The study aim was to investigate the feasibility of the self-efficacy theoretical based— tailored intervention program— to reduce fear of falling, lessen incidence of re-falling, and improve functional abilities in older adults undergoing hip surgery.
Methods:
A quasi-experimental one group pretest-posttest study was conducted at a super tertiary care university hospital, Thailand. Fifteen participants who met inclusion criteria: aged 60 years or older, fall related hip fracture, scheduled for hip surgery, were recruited to participate in this study. The participants received the tailored intervention, which included comprehensive discharge planning and rehabilitation program during their admission. Briefly, they were assessed their readiness for surgery, concern, and self-care.
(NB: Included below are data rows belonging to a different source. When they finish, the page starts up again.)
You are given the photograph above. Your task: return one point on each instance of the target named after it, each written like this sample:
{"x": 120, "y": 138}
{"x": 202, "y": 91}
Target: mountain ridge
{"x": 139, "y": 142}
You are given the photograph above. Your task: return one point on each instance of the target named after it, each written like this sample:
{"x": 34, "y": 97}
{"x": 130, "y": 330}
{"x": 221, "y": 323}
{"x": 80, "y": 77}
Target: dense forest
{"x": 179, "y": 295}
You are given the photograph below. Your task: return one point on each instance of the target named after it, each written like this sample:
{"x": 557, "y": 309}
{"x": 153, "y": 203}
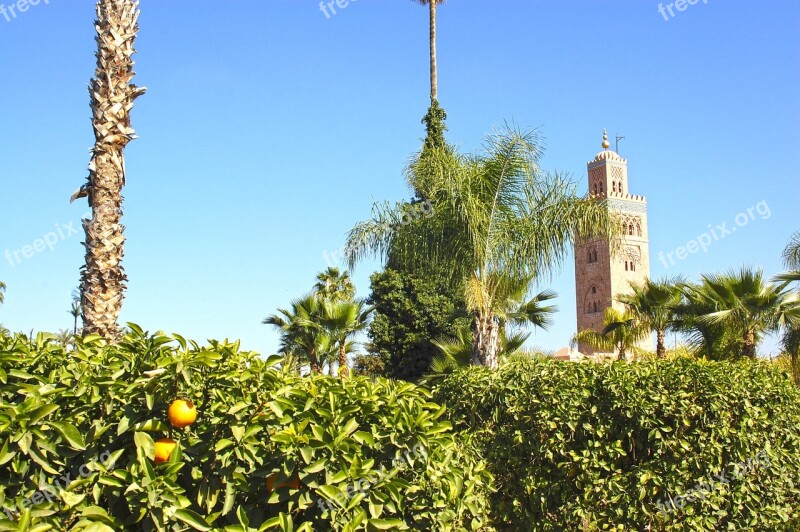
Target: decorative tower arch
{"x": 599, "y": 276}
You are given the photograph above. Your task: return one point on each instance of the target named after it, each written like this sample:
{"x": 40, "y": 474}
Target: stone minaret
{"x": 599, "y": 276}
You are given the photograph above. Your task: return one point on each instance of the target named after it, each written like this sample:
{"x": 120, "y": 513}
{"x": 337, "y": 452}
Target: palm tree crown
{"x": 496, "y": 220}
{"x": 621, "y": 334}
{"x": 654, "y": 304}
{"x": 744, "y": 302}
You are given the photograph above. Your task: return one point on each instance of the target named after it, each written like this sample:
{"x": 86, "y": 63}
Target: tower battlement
{"x": 603, "y": 273}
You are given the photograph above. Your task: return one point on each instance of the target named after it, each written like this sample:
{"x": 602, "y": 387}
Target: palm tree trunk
{"x": 485, "y": 342}
{"x": 112, "y": 96}
{"x": 344, "y": 370}
{"x": 434, "y": 70}
{"x": 312, "y": 358}
{"x": 661, "y": 350}
{"x": 622, "y": 352}
{"x": 749, "y": 347}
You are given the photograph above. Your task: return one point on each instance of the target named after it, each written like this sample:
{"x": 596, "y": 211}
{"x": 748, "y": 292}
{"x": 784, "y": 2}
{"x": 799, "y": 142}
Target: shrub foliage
{"x": 679, "y": 445}
{"x": 270, "y": 450}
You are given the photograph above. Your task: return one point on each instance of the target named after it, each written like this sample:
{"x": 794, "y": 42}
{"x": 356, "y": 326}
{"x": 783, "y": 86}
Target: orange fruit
{"x": 164, "y": 448}
{"x": 182, "y": 413}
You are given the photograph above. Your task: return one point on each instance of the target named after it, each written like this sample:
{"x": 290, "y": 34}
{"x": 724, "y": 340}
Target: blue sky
{"x": 269, "y": 129}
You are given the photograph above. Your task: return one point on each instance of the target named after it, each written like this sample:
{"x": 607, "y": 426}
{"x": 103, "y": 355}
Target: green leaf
{"x": 70, "y": 434}
{"x": 192, "y": 519}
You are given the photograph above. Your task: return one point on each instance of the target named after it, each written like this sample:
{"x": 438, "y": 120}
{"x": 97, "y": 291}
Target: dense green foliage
{"x": 600, "y": 447}
{"x": 410, "y": 312}
{"x": 270, "y": 450}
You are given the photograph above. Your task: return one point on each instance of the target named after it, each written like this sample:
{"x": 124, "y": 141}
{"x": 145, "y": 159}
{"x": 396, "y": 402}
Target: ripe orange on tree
{"x": 182, "y": 413}
{"x": 164, "y": 448}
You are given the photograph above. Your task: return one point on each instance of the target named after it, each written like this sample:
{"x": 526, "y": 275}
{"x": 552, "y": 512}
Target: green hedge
{"x": 681, "y": 445}
{"x": 270, "y": 450}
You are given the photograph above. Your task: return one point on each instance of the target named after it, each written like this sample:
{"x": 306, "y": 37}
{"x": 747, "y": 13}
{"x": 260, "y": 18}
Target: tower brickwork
{"x": 600, "y": 275}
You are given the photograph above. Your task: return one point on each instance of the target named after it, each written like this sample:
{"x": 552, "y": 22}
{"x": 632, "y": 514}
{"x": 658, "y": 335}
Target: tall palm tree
{"x": 791, "y": 255}
{"x": 745, "y": 303}
{"x": 621, "y": 334}
{"x": 75, "y": 310}
{"x": 112, "y": 97}
{"x": 654, "y": 305}
{"x": 496, "y": 219}
{"x": 343, "y": 320}
{"x": 434, "y": 69}
{"x": 302, "y": 336}
{"x": 458, "y": 351}
{"x": 334, "y": 285}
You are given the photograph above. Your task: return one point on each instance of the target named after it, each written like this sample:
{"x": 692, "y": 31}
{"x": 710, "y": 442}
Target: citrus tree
{"x": 159, "y": 433}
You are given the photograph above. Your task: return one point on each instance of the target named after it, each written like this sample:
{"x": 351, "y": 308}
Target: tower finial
{"x": 606, "y": 144}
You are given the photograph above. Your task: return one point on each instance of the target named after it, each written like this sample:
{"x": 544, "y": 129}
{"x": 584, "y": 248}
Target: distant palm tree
{"x": 495, "y": 220}
{"x": 791, "y": 255}
{"x": 621, "y": 333}
{"x": 65, "y": 338}
{"x": 434, "y": 69}
{"x": 342, "y": 320}
{"x": 334, "y": 285}
{"x": 112, "y": 96}
{"x": 514, "y": 312}
{"x": 301, "y": 332}
{"x": 654, "y": 304}
{"x": 744, "y": 302}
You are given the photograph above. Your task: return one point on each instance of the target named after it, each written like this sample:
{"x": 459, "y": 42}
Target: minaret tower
{"x": 599, "y": 275}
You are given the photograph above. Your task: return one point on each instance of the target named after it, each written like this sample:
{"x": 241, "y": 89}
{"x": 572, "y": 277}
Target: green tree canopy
{"x": 496, "y": 219}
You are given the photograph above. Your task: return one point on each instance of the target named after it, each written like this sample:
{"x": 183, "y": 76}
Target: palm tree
{"x": 496, "y": 220}
{"x": 654, "y": 304}
{"x": 301, "y": 334}
{"x": 342, "y": 320}
{"x": 334, "y": 285}
{"x": 621, "y": 334}
{"x": 791, "y": 255}
{"x": 112, "y": 97}
{"x": 458, "y": 352}
{"x": 75, "y": 310}
{"x": 434, "y": 70}
{"x": 743, "y": 302}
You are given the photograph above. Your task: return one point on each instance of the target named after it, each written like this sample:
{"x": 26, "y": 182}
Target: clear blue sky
{"x": 268, "y": 130}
Health education was delivered, while exercise rehabilitation protocol related to surgery types was instructed to individual participant. The Fall-Efficacy Scale, Modified Barthel Activity of Daily Living, the Incidence of Falling record from were used for data collection at pre-operation, discharge day, and six-weeks after discharge. Data were analyzed by using descriptive statistic, Friedman Test, and Wilcoxon Signed Rank Test. A feasibility of the tailored intervention was evaluated by the percentage mean score extracted from nurse's opinion on practical implementation of the intervention program in clinical setting from.
Results:
Fifteen older adults participated in the study; most participants were female (66.7%, n=10), mean age was 77.33 ± 7.3 years (range = 64-88 years). Majority of surgical procedures were the proximal femoral nail anti-rotation (66.7%, n= 10) and hip arthroplasty (33.3%, n=5). Comparing the fear of falling score, the fear of falling scores before discharge (Mean ± SD = 29.00 ± 17.79, p = .002) and six-week after discharge (Mean ± SD = 18.88 ± 11.56; p = .001) were significantly lower than preoperative baseline (Mean ± SD = 67.67 ± 24.15). However, the fear of falling score before discharge was not differences from six-weeks after discharge (p = .102). The functional ability score of the six-weeks after discharge increased significantly from before discharge (p = .001) and before surgery (p = .001). Notably, at six-weeks after discharge, there was no incidence of re-falling. A mean percentage score of the feasibility of the program was 92.36%
Conclusion:
Integrating theoretical based into clinical practice as applying a self-efficacy theory on health promotion intervention emphasizes professional nursing's role is vital to promote health, meliorate physical ability, and enhance quality of care in older adults underwent hip surgery.